The project is centered around three work packages:
1. Development of harmonized LCA methodology
The LCA methodology facilitates cross-food category comparisons, meaning that, for instance, an apple can be compared to a chocolate bar. The methodology builds on the European Commission’s Product Environmental Footprint (PEF) method and the PEF Category Rules (PEFCRs).
It addresses the limitation that PEFCRs do not exist for all product categories, and improves consistency between them, as current PEFCRs are not fully harmonized and do not enable comparisons across food categories. In addition, the Eco Food Choice methodology introduces further improvements to PEF, for example in the areas of biodiversity and ecotoxicity.
2. Development of grading methodology
An environmental label should be easy for consumers to understand and use, while also providing an incentive for producers to reduce their environmental impact. To achieve this, LCA outcomes need to be translated into a format that is accessible to non-experts.
Within Eco Food Choice, a grading methodology is being developed, resulting in a traffic light–type label combined with a numeric score.

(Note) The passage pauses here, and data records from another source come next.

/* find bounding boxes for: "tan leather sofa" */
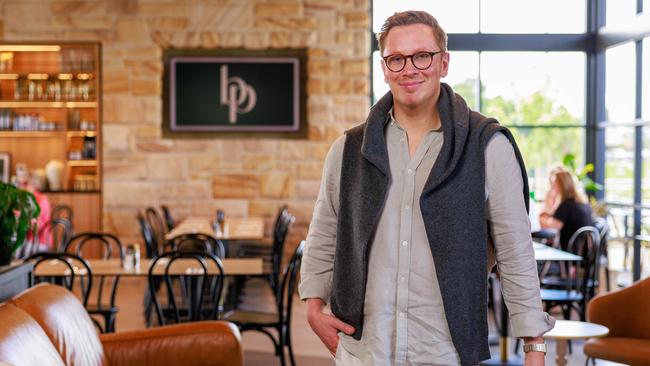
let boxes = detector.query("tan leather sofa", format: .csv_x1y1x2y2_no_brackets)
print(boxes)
0,284,242,366
584,278,650,366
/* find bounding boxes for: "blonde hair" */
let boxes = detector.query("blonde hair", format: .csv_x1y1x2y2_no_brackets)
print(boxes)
377,10,447,55
551,167,587,203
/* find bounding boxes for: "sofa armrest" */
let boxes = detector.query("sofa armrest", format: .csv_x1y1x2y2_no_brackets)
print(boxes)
587,278,650,339
100,321,243,366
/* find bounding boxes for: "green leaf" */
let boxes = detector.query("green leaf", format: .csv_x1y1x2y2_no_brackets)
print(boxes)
0,182,41,252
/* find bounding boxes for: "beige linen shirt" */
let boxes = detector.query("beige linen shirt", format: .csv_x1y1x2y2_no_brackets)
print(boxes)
300,113,553,366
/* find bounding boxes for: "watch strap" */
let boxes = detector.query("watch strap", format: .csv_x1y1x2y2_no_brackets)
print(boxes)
524,343,546,354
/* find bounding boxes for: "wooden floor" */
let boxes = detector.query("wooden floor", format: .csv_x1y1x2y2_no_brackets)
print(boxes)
106,242,648,366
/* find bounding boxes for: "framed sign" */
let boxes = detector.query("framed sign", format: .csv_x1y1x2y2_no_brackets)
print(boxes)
163,49,306,137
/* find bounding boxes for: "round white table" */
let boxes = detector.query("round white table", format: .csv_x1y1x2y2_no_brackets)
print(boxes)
544,320,609,366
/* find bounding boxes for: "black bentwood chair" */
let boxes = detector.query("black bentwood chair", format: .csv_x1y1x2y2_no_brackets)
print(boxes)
238,206,296,297
160,205,176,232
224,240,305,366
540,226,601,321
149,251,224,325
64,232,124,333
23,252,93,307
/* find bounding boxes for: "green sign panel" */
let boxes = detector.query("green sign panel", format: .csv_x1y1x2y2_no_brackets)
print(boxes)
165,51,304,137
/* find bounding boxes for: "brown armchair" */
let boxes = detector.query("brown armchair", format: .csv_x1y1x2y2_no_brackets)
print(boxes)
0,284,242,366
584,278,650,366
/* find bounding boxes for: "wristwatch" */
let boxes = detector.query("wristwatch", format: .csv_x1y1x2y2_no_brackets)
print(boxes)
524,343,546,354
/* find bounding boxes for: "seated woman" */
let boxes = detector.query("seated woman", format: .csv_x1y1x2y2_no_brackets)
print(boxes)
539,167,594,250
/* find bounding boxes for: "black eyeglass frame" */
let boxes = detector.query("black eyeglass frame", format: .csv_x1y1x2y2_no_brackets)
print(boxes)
382,50,445,72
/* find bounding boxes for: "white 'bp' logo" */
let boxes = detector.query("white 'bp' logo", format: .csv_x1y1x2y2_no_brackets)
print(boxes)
221,65,257,124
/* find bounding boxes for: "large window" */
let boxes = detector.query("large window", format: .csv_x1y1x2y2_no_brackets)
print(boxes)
372,0,650,278
596,0,650,279
373,0,586,197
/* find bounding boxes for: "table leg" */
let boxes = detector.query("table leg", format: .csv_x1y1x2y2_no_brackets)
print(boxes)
555,339,569,366
481,284,524,366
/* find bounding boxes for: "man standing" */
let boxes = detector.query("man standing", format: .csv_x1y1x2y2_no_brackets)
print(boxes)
300,11,554,365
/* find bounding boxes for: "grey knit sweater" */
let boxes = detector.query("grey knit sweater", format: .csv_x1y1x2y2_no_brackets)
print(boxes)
331,84,528,365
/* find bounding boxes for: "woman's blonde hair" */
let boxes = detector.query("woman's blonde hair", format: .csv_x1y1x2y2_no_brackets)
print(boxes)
551,166,587,203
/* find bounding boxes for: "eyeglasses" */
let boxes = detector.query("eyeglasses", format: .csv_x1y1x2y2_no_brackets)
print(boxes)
382,51,442,72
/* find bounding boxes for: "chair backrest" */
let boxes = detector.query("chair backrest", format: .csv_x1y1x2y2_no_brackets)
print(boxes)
64,231,124,260
278,240,305,326
160,205,175,232
144,207,167,253
23,252,93,307
137,212,158,258
164,233,226,258
566,226,601,296
50,204,73,227
271,210,296,296
64,232,125,308
148,251,224,325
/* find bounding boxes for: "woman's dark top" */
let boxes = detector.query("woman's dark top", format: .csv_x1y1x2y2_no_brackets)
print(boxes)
553,198,594,250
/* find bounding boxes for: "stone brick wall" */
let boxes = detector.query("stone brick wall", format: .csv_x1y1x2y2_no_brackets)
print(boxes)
0,0,371,244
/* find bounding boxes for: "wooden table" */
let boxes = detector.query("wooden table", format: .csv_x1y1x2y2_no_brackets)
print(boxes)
165,216,264,240
544,320,609,366
27,258,264,277
533,243,582,262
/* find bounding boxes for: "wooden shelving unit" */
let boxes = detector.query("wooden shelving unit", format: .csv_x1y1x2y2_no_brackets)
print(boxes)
0,42,102,231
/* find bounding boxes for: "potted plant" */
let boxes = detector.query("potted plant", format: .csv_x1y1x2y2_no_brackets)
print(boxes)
0,182,41,266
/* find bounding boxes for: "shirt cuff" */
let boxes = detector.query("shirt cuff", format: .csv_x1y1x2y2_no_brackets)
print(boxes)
510,311,555,338
298,275,332,304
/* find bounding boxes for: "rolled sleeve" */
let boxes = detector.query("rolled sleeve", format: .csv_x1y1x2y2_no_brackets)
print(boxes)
298,136,345,303
485,133,555,338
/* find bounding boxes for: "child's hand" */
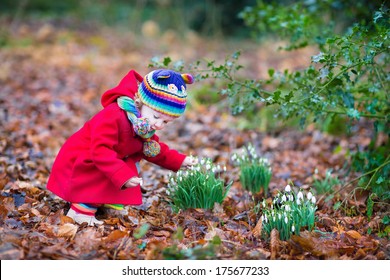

The research explores different design choices, such as the number of grades (e.g. five, like Nutri-Score, or eight), the distribution between grades, the effort required for producers to improve their score, and the inclusion of uncertainty based on data quality indicators.
3. Testing and design of environmental label
The effectiveness of an environmental label ultimately depends on whether it influences consumer behaviour and leads to more sustainable purchasing decisions. This work package focuses on both the design of the label and consumer research, including online and in-store testing.
For more information and deliverables, visit the project’s page here.
My role: My involvement in the project spans all work packages. I am the work package leader for the development of the grading methodology, lead several sub-tasks within the LCA methodology development, contribute to others, and act as an advisor in the consumer testing, particularly from the perspective of environmental scoring.